The Bikeriders est le nouveau film de Jeff Nichols (Take Shelter, Mud), contant l’histoire des Vandals : ce groupe de motards ayant éclos dans les 60’s aura vu l’intégrité et les valeurs morales du clan évoluer au fil des ans, tel un reflet de l’Amérique à cette période. Porté par un excellent casting (Tom Hardy, Jodie Comer, Austin Butler), on tient là un sympathique retour pour le cinéaste, à défaut de pleinement transcender ses influences.
Cela faisait déjà quelques années, et la sortie du touchant Loving en 2016, que nous nous demandions qu’était devenu le réalisateur acclamé de Take Shelter et Mud. Jeff Nichols est donc de retour avec The Bikeriders, son film le plus commercial à ce jour car production 20th Century Studios plutôt éloignée des drames intimes de sa filmographie.
Inspiré de l’album-photo éponyme du photographe Danny Lyon, The Bikeriders nous invite à suivre de 1965 à 1973 la vie d’un groupe de motards du Midwest : les Vandals ! Véritable étendard d’un vent de liberté propre à cette époque, le film entend donc nous faire vivre auprès de ces individus au gré des bouleversements du chapitre, jusque dans leur chute.
Un programme alléchant, qui semble renvoyer à Easy Rider ou bien Sons of Anarchy du côté série, tout en se basant sur des personnages et un contexte ayant réellement existé (Mike Faist interprète même Danny Lyon, affublé de son appareil photo et interviewant divers membres-clés).
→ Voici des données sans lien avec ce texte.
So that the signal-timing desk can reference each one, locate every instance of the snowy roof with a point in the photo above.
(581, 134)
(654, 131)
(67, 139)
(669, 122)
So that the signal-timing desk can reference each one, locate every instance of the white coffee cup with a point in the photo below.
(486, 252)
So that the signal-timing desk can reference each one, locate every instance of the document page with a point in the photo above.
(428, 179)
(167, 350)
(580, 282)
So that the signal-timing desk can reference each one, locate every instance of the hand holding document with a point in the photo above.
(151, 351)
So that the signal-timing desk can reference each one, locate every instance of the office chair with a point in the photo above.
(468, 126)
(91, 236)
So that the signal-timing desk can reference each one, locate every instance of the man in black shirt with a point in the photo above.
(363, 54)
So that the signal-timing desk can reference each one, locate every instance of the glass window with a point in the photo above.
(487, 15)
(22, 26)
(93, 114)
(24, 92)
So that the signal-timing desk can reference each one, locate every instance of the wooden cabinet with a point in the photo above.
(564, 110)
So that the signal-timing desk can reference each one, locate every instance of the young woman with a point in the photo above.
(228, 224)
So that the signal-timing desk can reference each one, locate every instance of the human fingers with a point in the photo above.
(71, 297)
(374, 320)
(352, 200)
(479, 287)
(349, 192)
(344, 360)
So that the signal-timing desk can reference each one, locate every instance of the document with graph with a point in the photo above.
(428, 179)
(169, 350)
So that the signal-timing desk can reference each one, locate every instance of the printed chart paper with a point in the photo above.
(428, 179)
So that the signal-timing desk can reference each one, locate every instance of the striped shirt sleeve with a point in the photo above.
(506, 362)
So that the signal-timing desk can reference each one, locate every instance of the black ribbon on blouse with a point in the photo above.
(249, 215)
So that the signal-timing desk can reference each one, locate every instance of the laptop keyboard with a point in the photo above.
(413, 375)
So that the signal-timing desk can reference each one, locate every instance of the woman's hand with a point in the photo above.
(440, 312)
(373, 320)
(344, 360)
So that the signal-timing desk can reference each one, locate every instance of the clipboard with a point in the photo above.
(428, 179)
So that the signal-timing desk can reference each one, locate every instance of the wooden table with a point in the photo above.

Un point de départ pour finalement proposer un métrage sous influences Scorsesiennes, virant vers le film de gangster plutôt conventionnel.
Motards qui s’affranchissent
Après un long traveling dans un bar, puis une altercation musclée, un freeze-frame intervient avec l’irruption d’une voix-off : c’est Jodie Comer (Killing Eve, Free Guy, Le Dernier Duel) qui narrera la décennie cinématographique qu’est The Bikeriders, tel Ray Liotta dans Les Affranchis. En effet, en terme de structure narrative « rise & fall » et dans la tonalité, le film culte de Scorsese infuse le film de Jeff Nichols, sans réellement le laisser prendre son envol.
Introduisant le personnage de Kathy (Jodie Comer), le film nous la présente comme le réel point d’entrée dans cet univers masculin roulant des mécaniques, parti de rien si ce n’est l’envie d’exister à travers les roues et l’asphalte. Et c’est dans cet aspect que The Bikeriders arrive à tirer son épingle du jeu, en retranscrivant le symbole de liberté représenté par la bécane, telle des ailes d’Icare au-dessus des lois.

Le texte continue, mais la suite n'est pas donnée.